I must've been guided by the Spirit just then, because I said to her, "Mom, I know I am born of a Jewish mother, and that makes me Jewish. I also don't believe in Jesus as Savior, though I hear your concern about that. And I also think Judaism has a concept of grace, though it maybe has a different word, a Hebrew word that you and I don't know. Why not ask your rabbi or the teacher of the Judaica studies class you are in?"

A few days later, after her Judaica class, she called to tell me I was right: in Judaism, grace is encompassed by concepts such as mercy and compassion.

Or this is what I recall, anyways.

Blessings,
Liz, The Good Raised Up

Claire said...

It is inspiring to read of such a positive experience! Positive experiences like that after periods of such conflict and pain are often the most incredible things; pain and hurt (especially when they seem never-ending), when finally overcome (for however long), lead to such a rich joy, not found without prior strife. At least, this is the kind of balance I have encountered in my own experiences.

Love and Light,
Claire

Johan Maurer said...

My German mother, who claims to come from "officer class" background, has never forgiven me for betraying that background by joining a "cowardly sect."

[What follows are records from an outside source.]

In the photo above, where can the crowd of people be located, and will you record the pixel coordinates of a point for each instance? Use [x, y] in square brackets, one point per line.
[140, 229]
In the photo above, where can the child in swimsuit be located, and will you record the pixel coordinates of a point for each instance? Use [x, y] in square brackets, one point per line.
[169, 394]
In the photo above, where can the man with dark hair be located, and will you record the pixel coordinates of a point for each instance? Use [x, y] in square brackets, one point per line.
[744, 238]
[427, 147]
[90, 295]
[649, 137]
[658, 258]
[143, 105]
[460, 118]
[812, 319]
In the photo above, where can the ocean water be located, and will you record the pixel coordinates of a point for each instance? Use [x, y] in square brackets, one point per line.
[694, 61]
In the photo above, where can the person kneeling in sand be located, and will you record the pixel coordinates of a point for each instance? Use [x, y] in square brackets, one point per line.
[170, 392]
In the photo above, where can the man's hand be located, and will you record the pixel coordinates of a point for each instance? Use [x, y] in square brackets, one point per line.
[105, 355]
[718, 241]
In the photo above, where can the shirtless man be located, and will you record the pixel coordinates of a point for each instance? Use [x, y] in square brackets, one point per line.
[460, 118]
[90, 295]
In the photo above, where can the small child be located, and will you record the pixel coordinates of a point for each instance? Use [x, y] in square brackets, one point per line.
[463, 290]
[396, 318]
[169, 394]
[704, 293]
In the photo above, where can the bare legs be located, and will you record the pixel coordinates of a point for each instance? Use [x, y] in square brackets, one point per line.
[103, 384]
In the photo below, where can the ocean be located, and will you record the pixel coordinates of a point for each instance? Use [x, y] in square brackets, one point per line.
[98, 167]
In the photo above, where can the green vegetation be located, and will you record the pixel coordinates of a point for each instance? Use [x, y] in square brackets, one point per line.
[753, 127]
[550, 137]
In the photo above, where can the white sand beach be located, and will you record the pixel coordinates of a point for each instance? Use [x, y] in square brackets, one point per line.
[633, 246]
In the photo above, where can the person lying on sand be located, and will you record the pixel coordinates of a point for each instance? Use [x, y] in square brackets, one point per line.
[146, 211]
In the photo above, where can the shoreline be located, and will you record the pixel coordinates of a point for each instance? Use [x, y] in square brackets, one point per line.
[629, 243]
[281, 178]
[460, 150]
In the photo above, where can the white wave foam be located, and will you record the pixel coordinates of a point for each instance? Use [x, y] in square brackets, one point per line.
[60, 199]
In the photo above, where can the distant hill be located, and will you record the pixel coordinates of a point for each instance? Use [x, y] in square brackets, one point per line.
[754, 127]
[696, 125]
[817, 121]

Both my parents were atheists for all of my childhood, and my mother still is. This did not stop her from identifying with Martin Luther, whom she understands as a national hero.

Both my parents professed not to understand my Christian conversion at all, although my father's reaction was much milder than my mother's. Many years later, as my father was dying of cancer, he told a hospital admission clerk, in response to the standard question about church preference, that he was "Church of Norway." The admission clerk did not see that among the choices, and wasn't apparently aware that he was referring to the Lutheran church. Instead, she checked off the "Eastern Orthodox" box. (Well, Norway is definitely east of Illinois.)

The Greek Orthodox chaplain of the hospital began visiting my father, and a friendship was born. One day when I visited my father, I was pleasantly startled to see an icon over the head of his hospital bed, along with a notice: "I am an Eastern Orthodox Christian. In case of emergency, please call Fr. George."